Welcome to ask.woodem.org. You may post when you login through your GitHub account.

Feasibility of adding MPI support?

0 votes
46 views
asked Jul 5, 2016 by Nabil (210 points)
Greetings.

The team I am working for is very interested in running their Woo programs on a cluster so the simulation times may be reduced, thus I was tasked to lay the groundwork for an MPICH implementation. After spending a number of days browsing your Python and C++ code (which I am very comfortable with), I was wondering if this is a feasible long-term project (my internship ends in mid-August, so someone is said to be taking over after me) and would you have any suggestions as to where I could start (what algorithms have you parallelized already, time-critical for-loops, etc.)?

If I understand your code correctly, are you invoking OpenMP using both Python and C++, or just through the Boost.Python wrappers (not too familiar with this)?

Please let me know if you need clarification on anything since "MPI" is a pretty large topic :P

Thanks!!

1 Answer

+1 vote
answered Jul 5, 2016 by eudoxos (44,890 points)
selected Jul 29, 2016 by eudoxos
 
Best answer

Hi Nabil,

we've been considering some kind of MPI support on and off in the past (say around 2008) until it became clear that (a) no-one in the team had real expertise with MPI, but maily (b) we would have to make big sacrifices in flexibility (most importantly scriptability) of the code, and decided to go with OpenMP for what is needed.
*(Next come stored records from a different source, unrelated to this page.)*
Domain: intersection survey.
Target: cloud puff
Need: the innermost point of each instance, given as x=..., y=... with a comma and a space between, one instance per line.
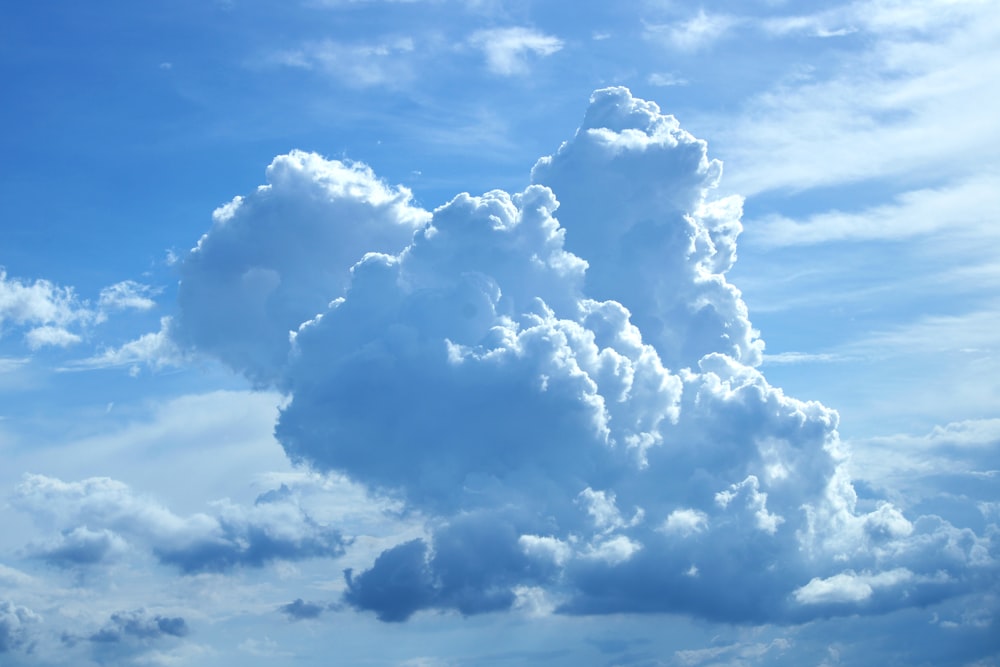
x=15, y=622
x=101, y=517
x=355, y=64
x=299, y=609
x=44, y=308
x=139, y=625
x=278, y=256
x=127, y=294
x=563, y=384
x=506, y=49
x=695, y=33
Woo targets primarily smaller simulation, where performance is not highest (though we care about it big time) -- researcher-friendliness is primary.

I can summarize the results from the discussion back then for you here, hope it will make sense.
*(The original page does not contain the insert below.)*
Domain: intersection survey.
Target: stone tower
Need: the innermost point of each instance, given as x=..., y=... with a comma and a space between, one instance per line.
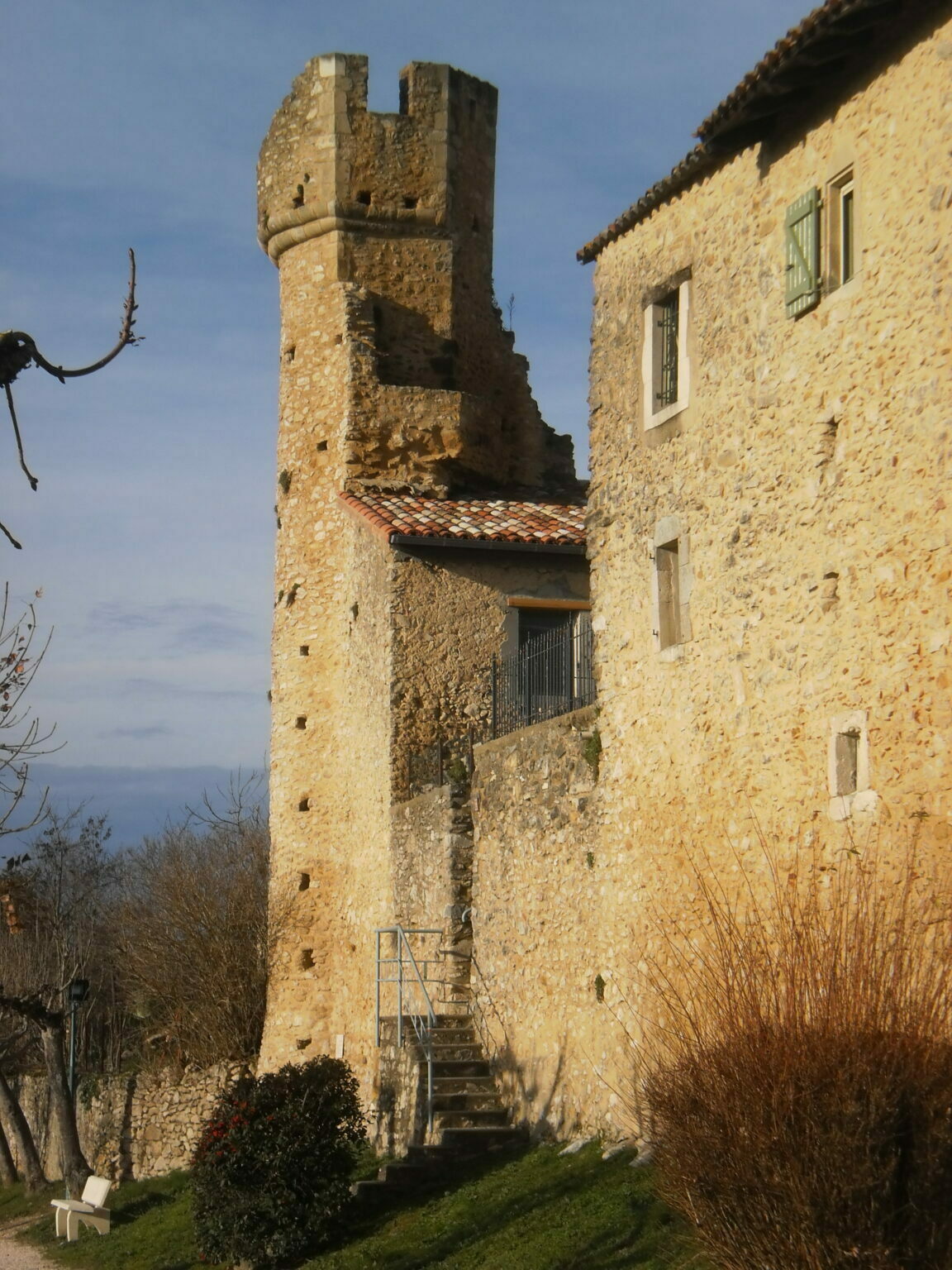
x=397, y=375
  1. Woo (back then still Yade I was working on) represents the simulation as a quite complicated data structure where objects hold references to each other via smart_ptr's (like particles hold pointers to their contacts and vice versa). This is very hard to do via MPI since memory is not shared.
  2. Python is used for scripting Woo and accessing its internals (its refcounting works very nicely with shared_ptr, but that is perhaps only a convenience). As far as I know, integrating Python with MPI codes is rather difficult. ESys-Particle has done that, but their level of acess to internals is nowhere near to what is possible with Woo.
  3. More or less everything needs a major rewrite to support MPI so that nonlocal objects are handled correctly and in a way which is efficient. Ohloh.net estimates Woo for 18 man-years, rewriting lots of that is something not doable till August.
  4. DEM by itself usually does the computation in tiny timesteps, and needs many of them (in contracts to e.g. FEM codes which sometimes need low number of steps but each step takes a long time); this is a big disadvantage for any message passing, since the overhead becomes important. All nodes have to be synced twice in every step and communication quickly becomes a bottleneck -- especially considering that serializing objects with complex pointer structures will take some time in itself.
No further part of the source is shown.